Decompose Step 6 snapshot: 140 task specs + contract docs

Closes out greenfield Step 6 (Decompose) for all 14 components (C1-C13 + cross-cutting helpers/replay). Covers tasks AZ-266..AZ-446 plus the _dependencies_table.md and component contract documents. State file updated to greenfield Step 7 (Implement), not_started. Co-authored-by: Cursor <cursoragent@cursor.com>
2026-06-22 23:21:13 +00:00 · 2026-05-11 00:39:48 +03:00
parent 8171fcb29e
commit 880eabcb3f
172 changed files with 22897 additions and 35 deletions
@@ -0,0 +1,217 @@
+# C2 NetVLAD Mandatory Simple-Baseline
+
+**Task**: AZ-338_c2_net_vlad
+**Name**: C2 NetVLAD Mandatory Simple-Baseline
+**Description**: Implement `NetVladStrategy`, the C2 mandatory simple-baseline `VprStrategy` (engine rule: every component MUST ship a comparative baseline alongside its production-default; description.md § 1 designates NetVLAD as the C2 baseline). NetVLAD has a much higher embedding dim than UltraVPR (D=4096 with NetVLAD-VGG16 default; can be reduced to D=512 via PCA-whitening per the upstream NetVLAD code drop) and uses PyTorch FP16 (NOT TensorRT) per the simple-baseline policy: "the baseline runs on the simplest available runtime" so a TRT engine compile bug doesn't simultaneously break baseline AND primary. Includes the concrete `NetVladBackbonePreprocessor` (different resize target + normalisation than UltraVPR). MUST satisfy AC-2.1b's relaxed engine-rule floor `recall@10 ≥ 0.85` on Derkachi normal segment.
+**Complexity**: 3 points
+**Dependencies**: AZ-336_c2_vpr_strategy_protocol, AZ-263_initial_structure, AZ-269_config_loader, AZ-300_c7_pytorch_baseline, AZ-303_c6_storage_interfaces, AZ-283_descriptor_normaliser, AZ-266_log_module, AZ-272_fdr_record_schema
+**Component**: c2_vpr (epic AZ-255 / E-C2)
+**Tracker**: AZ-338
+**Epic**: AZ-255 (E-C2)
+
+### Document Dependencies
+
+- `_docs/02_document/contracts/c2_vpr/vpr_strategy_protocol.md` — Protocol contract; every invariant MUST be satisfied; INV-3 (L2-normalised) is critical because NetVLAD raw embeddings include intra-cluster residuals that must be globally L2-normalised after the VLAD aggregation.

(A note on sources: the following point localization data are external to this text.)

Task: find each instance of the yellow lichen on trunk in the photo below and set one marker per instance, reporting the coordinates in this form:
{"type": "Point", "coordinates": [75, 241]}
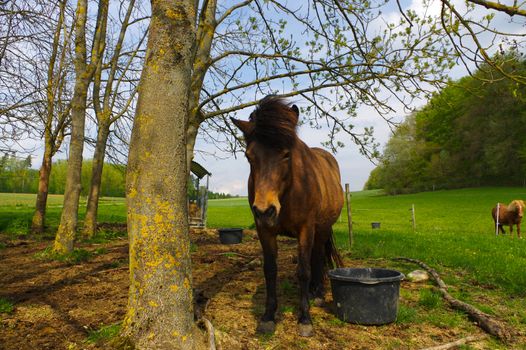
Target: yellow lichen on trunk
{"type": "Point", "coordinates": [160, 305]}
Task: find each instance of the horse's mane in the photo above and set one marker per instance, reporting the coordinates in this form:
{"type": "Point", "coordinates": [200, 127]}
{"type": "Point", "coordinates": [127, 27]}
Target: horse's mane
{"type": "Point", "coordinates": [514, 205]}
{"type": "Point", "coordinates": [275, 123]}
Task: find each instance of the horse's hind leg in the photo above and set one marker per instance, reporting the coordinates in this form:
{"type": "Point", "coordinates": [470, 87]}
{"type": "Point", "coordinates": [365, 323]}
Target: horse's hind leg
{"type": "Point", "coordinates": [270, 268]}
{"type": "Point", "coordinates": [317, 263]}
{"type": "Point", "coordinates": [305, 244]}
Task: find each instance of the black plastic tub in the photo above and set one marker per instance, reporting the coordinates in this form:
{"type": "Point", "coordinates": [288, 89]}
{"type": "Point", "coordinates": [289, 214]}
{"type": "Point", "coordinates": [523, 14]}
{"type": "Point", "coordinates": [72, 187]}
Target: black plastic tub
{"type": "Point", "coordinates": [367, 296]}
{"type": "Point", "coordinates": [230, 235]}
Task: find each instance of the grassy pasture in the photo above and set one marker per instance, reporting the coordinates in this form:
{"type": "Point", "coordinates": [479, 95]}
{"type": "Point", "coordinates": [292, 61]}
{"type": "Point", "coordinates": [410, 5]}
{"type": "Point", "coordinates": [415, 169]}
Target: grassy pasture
{"type": "Point", "coordinates": [454, 234]}
{"type": "Point", "coordinates": [453, 228]}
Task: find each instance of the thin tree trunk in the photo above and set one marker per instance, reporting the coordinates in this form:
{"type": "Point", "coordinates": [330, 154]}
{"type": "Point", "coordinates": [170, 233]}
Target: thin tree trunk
{"type": "Point", "coordinates": [201, 63]}
{"type": "Point", "coordinates": [160, 306]}
{"type": "Point", "coordinates": [84, 74]}
{"type": "Point", "coordinates": [68, 220]}
{"type": "Point", "coordinates": [90, 221]}
{"type": "Point", "coordinates": [38, 222]}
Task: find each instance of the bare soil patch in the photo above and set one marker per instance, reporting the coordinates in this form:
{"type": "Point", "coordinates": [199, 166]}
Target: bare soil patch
{"type": "Point", "coordinates": [57, 304]}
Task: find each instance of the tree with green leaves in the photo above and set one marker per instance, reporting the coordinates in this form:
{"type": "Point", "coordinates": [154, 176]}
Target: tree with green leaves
{"type": "Point", "coordinates": [469, 134]}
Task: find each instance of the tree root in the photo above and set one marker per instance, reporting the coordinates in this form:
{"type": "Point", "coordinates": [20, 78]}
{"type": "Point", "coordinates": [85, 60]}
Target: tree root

+- `_docs/02_document/components/02_c2_vpr/description.md` — § 1 NetVLAD designated as mandatory simple-baseline; § 5 PyTorch matches simple-baseline track; § 9 logging.

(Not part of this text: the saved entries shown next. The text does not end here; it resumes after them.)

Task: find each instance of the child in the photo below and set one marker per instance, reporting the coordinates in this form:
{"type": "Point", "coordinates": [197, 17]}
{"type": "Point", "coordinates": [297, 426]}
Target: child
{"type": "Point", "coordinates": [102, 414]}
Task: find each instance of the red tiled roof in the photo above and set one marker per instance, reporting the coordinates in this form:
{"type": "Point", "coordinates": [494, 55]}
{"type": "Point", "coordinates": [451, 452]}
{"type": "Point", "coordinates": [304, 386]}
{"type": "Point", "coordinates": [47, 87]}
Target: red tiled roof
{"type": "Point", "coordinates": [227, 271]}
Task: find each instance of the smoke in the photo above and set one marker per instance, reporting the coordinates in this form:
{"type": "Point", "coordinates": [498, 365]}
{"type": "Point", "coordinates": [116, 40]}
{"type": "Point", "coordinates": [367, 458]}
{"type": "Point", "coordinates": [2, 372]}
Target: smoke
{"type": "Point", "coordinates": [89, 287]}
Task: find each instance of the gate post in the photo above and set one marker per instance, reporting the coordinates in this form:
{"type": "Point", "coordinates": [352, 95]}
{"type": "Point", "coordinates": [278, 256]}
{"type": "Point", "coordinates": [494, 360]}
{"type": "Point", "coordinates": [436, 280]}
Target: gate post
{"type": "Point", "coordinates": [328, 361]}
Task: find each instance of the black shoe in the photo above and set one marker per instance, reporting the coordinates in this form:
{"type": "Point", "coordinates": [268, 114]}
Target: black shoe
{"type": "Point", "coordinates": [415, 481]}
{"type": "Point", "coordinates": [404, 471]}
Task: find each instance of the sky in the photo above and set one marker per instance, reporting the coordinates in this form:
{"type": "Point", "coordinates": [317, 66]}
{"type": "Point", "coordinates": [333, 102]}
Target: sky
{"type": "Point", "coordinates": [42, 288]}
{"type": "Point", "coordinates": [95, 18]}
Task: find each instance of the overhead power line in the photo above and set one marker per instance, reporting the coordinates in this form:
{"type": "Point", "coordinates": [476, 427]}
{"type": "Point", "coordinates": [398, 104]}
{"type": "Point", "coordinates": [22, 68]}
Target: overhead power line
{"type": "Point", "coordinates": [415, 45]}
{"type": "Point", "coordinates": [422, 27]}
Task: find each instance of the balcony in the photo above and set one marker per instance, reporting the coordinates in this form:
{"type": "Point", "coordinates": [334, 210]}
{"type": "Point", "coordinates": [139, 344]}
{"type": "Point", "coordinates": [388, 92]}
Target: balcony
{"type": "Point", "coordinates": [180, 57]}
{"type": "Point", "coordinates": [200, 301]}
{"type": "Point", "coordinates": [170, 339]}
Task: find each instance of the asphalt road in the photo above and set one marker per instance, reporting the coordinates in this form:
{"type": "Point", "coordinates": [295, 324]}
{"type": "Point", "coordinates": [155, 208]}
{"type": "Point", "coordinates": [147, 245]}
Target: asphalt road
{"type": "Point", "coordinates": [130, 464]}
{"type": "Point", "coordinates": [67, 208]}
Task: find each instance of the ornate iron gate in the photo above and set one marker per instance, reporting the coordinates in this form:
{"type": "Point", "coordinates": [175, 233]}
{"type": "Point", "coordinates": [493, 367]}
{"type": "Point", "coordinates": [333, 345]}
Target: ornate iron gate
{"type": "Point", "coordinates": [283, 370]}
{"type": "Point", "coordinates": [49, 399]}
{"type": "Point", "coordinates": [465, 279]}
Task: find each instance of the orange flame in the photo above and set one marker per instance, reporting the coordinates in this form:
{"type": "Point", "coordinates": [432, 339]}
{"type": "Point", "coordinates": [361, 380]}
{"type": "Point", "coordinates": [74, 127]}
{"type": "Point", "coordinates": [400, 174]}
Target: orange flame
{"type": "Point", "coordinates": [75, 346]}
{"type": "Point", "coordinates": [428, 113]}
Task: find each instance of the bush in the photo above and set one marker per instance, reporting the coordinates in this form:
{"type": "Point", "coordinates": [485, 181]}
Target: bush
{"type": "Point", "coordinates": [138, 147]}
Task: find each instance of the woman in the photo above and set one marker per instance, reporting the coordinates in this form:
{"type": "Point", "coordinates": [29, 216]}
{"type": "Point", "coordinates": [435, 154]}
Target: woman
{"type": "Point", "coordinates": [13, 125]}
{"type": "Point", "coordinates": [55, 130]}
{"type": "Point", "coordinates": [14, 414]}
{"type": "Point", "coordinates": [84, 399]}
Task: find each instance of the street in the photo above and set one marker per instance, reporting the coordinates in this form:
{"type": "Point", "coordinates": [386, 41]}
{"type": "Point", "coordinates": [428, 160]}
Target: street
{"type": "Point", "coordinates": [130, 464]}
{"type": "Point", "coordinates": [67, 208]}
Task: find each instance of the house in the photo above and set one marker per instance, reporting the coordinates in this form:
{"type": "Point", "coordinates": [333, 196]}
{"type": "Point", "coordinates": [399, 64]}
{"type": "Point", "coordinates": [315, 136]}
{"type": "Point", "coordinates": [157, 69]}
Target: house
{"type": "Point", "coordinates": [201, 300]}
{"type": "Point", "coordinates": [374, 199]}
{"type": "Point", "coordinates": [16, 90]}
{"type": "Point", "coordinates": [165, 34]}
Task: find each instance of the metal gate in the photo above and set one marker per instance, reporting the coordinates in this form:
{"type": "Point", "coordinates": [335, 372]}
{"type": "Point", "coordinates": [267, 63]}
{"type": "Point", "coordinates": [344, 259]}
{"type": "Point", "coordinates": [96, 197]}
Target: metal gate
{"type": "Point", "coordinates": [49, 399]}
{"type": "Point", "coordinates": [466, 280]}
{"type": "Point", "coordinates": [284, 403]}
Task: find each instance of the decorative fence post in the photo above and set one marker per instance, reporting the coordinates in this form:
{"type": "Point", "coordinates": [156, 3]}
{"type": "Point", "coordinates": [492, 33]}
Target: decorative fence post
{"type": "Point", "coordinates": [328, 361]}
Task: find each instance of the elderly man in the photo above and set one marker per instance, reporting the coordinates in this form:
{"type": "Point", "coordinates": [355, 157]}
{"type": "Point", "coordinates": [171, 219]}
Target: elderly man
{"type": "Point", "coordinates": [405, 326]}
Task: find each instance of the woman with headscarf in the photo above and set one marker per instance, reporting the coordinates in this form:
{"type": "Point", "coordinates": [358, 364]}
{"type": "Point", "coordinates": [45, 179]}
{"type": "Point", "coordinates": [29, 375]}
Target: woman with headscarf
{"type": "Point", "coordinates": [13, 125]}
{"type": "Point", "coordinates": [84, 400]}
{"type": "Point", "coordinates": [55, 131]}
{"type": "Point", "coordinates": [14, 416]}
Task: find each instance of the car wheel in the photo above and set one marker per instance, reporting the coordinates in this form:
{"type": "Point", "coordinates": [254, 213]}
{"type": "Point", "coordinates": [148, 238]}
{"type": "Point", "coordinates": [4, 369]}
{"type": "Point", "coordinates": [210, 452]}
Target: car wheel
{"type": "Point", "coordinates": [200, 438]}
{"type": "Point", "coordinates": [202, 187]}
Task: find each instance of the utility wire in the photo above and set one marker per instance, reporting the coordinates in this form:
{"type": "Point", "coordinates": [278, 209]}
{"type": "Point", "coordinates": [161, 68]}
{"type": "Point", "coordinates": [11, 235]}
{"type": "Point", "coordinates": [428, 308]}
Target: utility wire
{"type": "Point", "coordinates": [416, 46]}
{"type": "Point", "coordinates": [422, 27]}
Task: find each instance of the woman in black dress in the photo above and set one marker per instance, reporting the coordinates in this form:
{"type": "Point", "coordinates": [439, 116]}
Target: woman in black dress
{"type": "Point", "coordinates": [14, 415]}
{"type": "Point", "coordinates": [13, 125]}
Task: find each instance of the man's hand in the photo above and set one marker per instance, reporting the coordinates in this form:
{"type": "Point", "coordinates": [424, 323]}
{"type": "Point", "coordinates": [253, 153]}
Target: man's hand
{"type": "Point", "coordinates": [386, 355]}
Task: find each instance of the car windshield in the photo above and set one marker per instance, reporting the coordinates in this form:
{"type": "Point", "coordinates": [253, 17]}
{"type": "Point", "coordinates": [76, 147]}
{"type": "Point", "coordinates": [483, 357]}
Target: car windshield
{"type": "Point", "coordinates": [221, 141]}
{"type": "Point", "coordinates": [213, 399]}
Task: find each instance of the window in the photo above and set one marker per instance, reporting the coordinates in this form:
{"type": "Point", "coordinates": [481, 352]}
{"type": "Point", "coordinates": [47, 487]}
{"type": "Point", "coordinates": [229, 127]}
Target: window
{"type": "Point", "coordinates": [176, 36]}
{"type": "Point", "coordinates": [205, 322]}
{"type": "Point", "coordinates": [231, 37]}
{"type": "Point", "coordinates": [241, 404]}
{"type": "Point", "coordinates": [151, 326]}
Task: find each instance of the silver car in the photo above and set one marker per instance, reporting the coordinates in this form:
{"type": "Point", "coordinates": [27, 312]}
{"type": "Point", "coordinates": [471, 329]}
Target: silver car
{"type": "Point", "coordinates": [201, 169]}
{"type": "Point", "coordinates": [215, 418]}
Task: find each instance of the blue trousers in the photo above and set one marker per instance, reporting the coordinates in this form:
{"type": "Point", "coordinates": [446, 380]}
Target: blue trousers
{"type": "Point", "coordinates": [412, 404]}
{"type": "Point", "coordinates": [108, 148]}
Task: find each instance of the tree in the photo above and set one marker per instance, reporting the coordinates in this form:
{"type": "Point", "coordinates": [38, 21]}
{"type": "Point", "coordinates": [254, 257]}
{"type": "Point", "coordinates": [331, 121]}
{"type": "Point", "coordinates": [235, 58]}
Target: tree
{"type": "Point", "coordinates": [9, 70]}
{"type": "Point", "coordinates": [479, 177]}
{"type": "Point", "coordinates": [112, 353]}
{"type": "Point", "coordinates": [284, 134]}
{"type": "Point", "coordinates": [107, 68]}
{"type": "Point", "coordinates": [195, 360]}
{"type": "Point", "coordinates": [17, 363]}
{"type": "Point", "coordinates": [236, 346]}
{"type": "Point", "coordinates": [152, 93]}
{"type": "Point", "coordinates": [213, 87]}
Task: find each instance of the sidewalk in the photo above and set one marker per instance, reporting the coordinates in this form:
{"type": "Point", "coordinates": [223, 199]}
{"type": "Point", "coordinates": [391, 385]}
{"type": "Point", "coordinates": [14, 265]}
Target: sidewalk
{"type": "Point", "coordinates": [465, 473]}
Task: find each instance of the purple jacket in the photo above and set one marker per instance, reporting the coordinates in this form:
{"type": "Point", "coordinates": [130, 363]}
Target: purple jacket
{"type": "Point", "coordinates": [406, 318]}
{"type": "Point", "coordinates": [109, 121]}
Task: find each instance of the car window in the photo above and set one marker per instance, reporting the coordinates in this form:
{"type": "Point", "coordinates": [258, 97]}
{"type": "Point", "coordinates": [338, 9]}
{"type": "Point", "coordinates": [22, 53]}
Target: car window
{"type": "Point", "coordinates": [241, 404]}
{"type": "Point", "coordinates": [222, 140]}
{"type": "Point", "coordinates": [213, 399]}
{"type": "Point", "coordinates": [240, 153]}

+- `_docs/02_document/module-layout.md` — `c2_vpr.net_vlad` Internal entry; `BUILD_VPR_NETVLAD` row; `BUILD_PYTORCH_RUNTIME` row (NetVLAD requires PyTorch runtime ON which is OFF for airborne — NetVLAD is research/replay-only by build-flag combination).
+- `_docs/02_document/components/02_c2_vpr/tests.md` — C2-IT-01 engine rule check `recall@10 ≥ 0.85` for NetVLAD on Derkachi normal segment.
+- `_docs/02_document/contracts/c7_inference/inference_runtime_protocol.md` — `InferenceRuntime` interface; AZ-300 `pytorch_fp16_runtime` is the consumed concrete runtime.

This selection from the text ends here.